Find all the elements that appeartwicein this array.
Could you do it without extra space and in O(n) runtime?
Example:
Input: [4,3,2,7,8,2,3,1] Output: [2,3]
Brainstorm
Fundamentally, this problem is asking us to keep track of integers and the number of their occurrences. We can use a hash table to help us achieve this.
Approach #1: Hash Table
We can use the unordered_map data structure from C++'s STL. While iterating through the array, if we find that the integer we are at was already found before (as evidenced by the hash map's value for that integer being 1), then we add it to the array of duplicates. Otherwise, we mark it as found (by setting the hash map's value for that integer to 1), and move on.
vector<int> findDuplicates(vector<int>& nums) {
unordered_map<int, int> myMap;
vector<int> dups;
for (int i = 0; i < nums.size(); i++) {
if (myMap[nums[i]] == 1)
dups.push_back(nums[i]);
myMap[nums[i]] = 1;
}
return dups;
}
Time complexity: $$O(n)$$
Iterating through the array will be O(n), and since looking up a key-value pair in a hash table is constant time, the overall time complexity will be O(n).
Space complexity: $$O(n)$$
Since we use a hash table that keeps track of all key-value pairs in the array, and there will be n pairs (for each integer), the space complexity will be O(n).
Could we optimize this algorithm to get rid of a hash table and save space? Yes!

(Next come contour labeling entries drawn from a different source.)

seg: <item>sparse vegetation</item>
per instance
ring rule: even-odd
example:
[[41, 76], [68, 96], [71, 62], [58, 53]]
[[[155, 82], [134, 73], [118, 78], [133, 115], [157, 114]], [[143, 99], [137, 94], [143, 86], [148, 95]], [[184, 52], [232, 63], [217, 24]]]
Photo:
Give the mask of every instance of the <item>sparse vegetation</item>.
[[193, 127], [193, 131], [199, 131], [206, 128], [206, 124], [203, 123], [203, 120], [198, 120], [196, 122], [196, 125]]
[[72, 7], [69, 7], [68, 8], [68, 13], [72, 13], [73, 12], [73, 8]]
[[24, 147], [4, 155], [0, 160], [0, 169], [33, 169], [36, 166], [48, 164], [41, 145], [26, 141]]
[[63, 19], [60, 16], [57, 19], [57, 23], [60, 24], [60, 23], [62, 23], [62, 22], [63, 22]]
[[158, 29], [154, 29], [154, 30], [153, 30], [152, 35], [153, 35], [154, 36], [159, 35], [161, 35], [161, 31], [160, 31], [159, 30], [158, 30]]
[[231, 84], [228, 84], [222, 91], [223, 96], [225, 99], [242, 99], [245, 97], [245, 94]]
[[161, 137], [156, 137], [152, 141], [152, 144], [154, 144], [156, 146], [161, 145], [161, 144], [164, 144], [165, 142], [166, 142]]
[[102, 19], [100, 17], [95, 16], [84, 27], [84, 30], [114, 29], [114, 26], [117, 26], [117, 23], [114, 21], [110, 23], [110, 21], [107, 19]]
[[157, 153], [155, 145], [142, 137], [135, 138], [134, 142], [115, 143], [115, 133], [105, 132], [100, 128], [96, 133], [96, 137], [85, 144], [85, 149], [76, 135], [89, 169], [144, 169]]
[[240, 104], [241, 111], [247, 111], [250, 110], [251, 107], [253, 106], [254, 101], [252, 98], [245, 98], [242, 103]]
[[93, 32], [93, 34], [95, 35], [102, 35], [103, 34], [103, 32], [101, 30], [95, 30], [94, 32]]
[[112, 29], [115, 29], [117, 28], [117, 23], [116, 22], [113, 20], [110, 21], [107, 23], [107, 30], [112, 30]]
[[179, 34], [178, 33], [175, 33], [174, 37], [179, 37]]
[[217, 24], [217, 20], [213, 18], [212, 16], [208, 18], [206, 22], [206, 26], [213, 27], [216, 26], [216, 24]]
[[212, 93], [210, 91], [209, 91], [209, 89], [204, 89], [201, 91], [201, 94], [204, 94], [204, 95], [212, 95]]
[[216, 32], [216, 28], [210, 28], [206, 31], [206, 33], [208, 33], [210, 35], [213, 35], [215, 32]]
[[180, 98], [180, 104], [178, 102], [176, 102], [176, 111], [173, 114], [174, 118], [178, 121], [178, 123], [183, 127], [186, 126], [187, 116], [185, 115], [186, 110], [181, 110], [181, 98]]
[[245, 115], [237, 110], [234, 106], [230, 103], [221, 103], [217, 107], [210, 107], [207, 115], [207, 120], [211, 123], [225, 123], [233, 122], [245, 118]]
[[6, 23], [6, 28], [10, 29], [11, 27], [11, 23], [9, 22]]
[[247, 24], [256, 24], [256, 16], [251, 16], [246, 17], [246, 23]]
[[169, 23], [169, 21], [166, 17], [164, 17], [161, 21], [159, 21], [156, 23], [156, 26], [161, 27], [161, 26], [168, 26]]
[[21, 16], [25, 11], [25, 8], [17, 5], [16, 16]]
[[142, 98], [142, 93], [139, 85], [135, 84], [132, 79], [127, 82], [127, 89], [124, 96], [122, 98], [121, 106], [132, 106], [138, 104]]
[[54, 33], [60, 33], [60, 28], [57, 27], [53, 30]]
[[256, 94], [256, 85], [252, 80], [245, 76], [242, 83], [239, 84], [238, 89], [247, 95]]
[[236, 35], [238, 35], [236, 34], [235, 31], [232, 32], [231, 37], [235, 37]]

Approach #2: Use the Array Itself to Help Us Keep Track of Duplicates
The optimization comes from modifying the array itself to keep track of duplicates, thereby eliminating extra space. The approach here is that with each element i of the array, we can mark the element at index nums[i] - 1 to something special that indicates duplicate. If we find that nums[i] - 1 has already been marked, that means the element i has a duplicate. For our solution, we'll mark i-1 as the corresponding negative value of i. This works because we'll never have to go back to view previous elements, so we can safely modify them as we wish.
vector<int> findDuplicates(vector<int>& nums) {
vector<int> dups;
for (int i = 0; i < nums.size(); i++) {
// Every time we find a number i, set the number at position i - 1 to negative
int index = abs(nums[i]) - 1;
// If nums[index] is already negative, index is the number that occurs twice
if (nums[index] < 0)
dups.push_back(abs(index+1));
// Else set it to negative
nums[index] = -nums[index];
}
return dups;
}
Time complexity: $$O(n)$$
Iterating through the array will be O(n), and all our operations inside it are constant time.
Space complexity: $$O(1)$$
Having successfully eliminated the extra space, our space complexity is now constant.